Son of a Tiger

Son of a tiger

He was facing the stage, arms akimbo with perspiration gradually gluing a purple polo shirt to his back. Oblivious to the hordes of spectators in the cavernous warehouse, the light skinned man bobbed his head and snapped his fingers to the band’s high-energy polyrhythmic melody. Afrobeat prince, Femi Kuti had wandered among the mortals and their plastic furniture to listen to how the music landed when it leaped off the stage.

It was rehearsal night at the New Afrika Shrine (NAS). And just my luck—on the only free day I had to visit the site—this scion of a deity was holding an open practice session.

Femi made his way to the pit in front of the stage, ear cocked towards the podium, arms furiously playing imaginary shakers, feet; two-stepping.

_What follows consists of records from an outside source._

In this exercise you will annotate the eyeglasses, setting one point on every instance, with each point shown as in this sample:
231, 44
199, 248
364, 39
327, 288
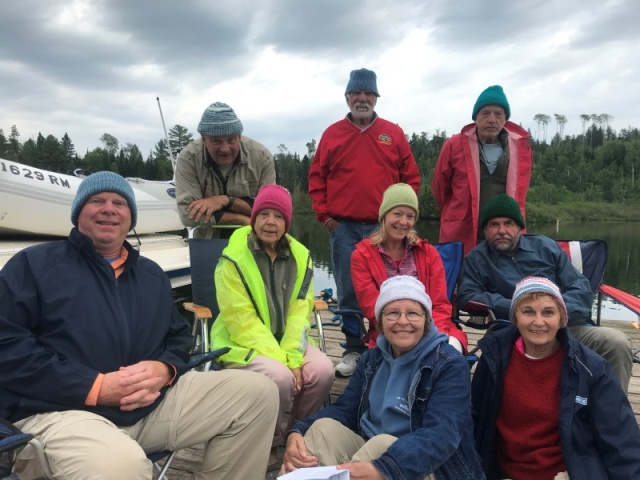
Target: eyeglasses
394, 315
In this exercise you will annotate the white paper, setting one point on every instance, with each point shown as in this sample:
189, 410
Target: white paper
316, 473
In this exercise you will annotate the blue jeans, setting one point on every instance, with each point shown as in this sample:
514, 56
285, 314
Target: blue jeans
343, 242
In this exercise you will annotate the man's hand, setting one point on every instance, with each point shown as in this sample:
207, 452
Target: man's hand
297, 374
331, 225
295, 455
134, 386
206, 207
361, 471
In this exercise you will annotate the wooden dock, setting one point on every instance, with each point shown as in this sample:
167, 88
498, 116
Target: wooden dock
187, 459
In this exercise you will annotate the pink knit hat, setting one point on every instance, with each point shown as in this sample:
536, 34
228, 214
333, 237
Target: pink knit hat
275, 197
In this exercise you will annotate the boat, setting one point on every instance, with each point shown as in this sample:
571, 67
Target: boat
35, 207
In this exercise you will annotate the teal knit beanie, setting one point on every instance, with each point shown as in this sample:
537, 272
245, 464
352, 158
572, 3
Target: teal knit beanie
501, 206
398, 195
492, 96
531, 285
219, 120
103, 182
362, 79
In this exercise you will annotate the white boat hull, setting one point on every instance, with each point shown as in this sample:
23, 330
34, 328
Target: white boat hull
38, 202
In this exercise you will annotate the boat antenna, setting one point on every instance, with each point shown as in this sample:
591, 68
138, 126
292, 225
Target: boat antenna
166, 136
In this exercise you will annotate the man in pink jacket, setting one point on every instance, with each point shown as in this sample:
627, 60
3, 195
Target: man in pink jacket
488, 157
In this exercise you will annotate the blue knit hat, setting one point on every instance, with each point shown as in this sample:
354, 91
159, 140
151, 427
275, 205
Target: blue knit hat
362, 79
492, 96
531, 285
103, 182
219, 120
501, 206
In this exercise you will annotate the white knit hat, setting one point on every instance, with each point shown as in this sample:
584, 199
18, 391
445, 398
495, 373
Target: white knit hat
402, 287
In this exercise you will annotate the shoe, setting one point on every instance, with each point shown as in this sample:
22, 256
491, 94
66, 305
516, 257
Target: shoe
348, 364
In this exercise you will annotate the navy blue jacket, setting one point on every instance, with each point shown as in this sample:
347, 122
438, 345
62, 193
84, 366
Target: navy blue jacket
598, 430
441, 438
64, 318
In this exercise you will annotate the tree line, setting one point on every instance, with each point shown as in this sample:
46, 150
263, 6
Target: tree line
586, 171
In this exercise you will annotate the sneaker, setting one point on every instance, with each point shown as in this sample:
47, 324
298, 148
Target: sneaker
348, 364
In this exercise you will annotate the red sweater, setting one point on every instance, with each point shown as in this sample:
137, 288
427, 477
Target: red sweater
352, 168
368, 273
528, 423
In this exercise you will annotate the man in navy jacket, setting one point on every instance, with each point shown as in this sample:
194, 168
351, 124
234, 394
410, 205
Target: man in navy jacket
93, 357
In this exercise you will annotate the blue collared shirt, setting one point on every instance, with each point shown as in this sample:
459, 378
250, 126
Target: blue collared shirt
490, 277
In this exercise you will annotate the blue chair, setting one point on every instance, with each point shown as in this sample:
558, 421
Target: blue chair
452, 254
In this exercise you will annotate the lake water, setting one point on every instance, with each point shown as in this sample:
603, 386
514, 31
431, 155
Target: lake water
623, 239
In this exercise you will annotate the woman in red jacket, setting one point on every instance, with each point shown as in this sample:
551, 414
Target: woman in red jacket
395, 249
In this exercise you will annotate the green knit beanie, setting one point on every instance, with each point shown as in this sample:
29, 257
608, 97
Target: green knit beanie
501, 206
398, 195
492, 96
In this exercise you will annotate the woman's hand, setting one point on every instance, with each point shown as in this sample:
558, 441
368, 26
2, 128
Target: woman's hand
295, 455
361, 471
297, 374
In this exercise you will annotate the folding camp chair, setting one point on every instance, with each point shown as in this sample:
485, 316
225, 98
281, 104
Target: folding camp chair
452, 254
204, 256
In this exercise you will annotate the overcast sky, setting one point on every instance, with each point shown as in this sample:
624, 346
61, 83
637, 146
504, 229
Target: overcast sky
88, 67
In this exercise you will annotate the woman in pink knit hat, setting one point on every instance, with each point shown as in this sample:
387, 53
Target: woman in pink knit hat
264, 283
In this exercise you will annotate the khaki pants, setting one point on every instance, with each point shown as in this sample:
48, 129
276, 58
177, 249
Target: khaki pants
612, 345
233, 413
333, 443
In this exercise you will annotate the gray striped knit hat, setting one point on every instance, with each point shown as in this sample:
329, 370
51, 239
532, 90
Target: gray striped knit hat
103, 182
538, 285
219, 120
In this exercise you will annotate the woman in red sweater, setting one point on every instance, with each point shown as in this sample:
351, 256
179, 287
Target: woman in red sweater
395, 249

He was swimming in the groove. That is, until he sharply raised his hand. There was a slacker in the horn section. Bounding back up, he went from brass-to-brass until he found the culprit. A trumpet player couldn’t hold the melody. Its tricky pirouettes, at first a slippery bar of soap in his hands but then; after wide-eyed concentration and Femi’s steady gaze, he grasped it.

Then, with Femi at the keyboard, the band banged out the delicious jam, again, and still, a second, third and fourth time. Welcome na de shrine where rehearsals are not a joke.